Every year, some 20,000 gray whales, which can be more than 40 feet long and weigh more than 30 tons, migrate between the breeding lagoons of Baja, Mexico, and the feeding grounds off British Columbia and Alaska, often passing close to shore along the Northwest coast.
For some reason, about 200 of these whales annually cut short their northern migration, opting instead to stay along the coastline from northern California to Washington throughout much of the summer. Although they don't live year-round off the Northwest coast, they are known informally as Oregon's summer "resident" gray whales.
Their near-shore migration has spawned a popular whale-watching industry along the Oregon coast that in 2009 was worth an estimated $29 million—a figure likely higher today.
When Torres arrived at Oregon State in 2014, she said she was surprised there was not more research conducted on Oregon's "resident" gray whales. She attributes this to the difficult coastal ocean working conditions (frequent wind, swell and fog) and the fact that gray whales are not currently threatened or endangered.

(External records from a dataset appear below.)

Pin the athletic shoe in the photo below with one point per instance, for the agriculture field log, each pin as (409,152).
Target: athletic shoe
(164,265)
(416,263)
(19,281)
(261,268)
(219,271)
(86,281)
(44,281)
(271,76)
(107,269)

But because these whales are abundant and stay close to shore, they are a relatively easily accessible research subject, allowing Torres to apply her research findings related to gray whales to help other whale species', such as blue whales and right whales, that are threatened.
The research from Torres this past field season was funded with proceeds from the sale of an Oregon license plate featuring gray whales. The Marine Mammal Institute receives proceeds from the sale of the Oregon gray whale license plates and uses the funds for marine mammal research, education and conservation.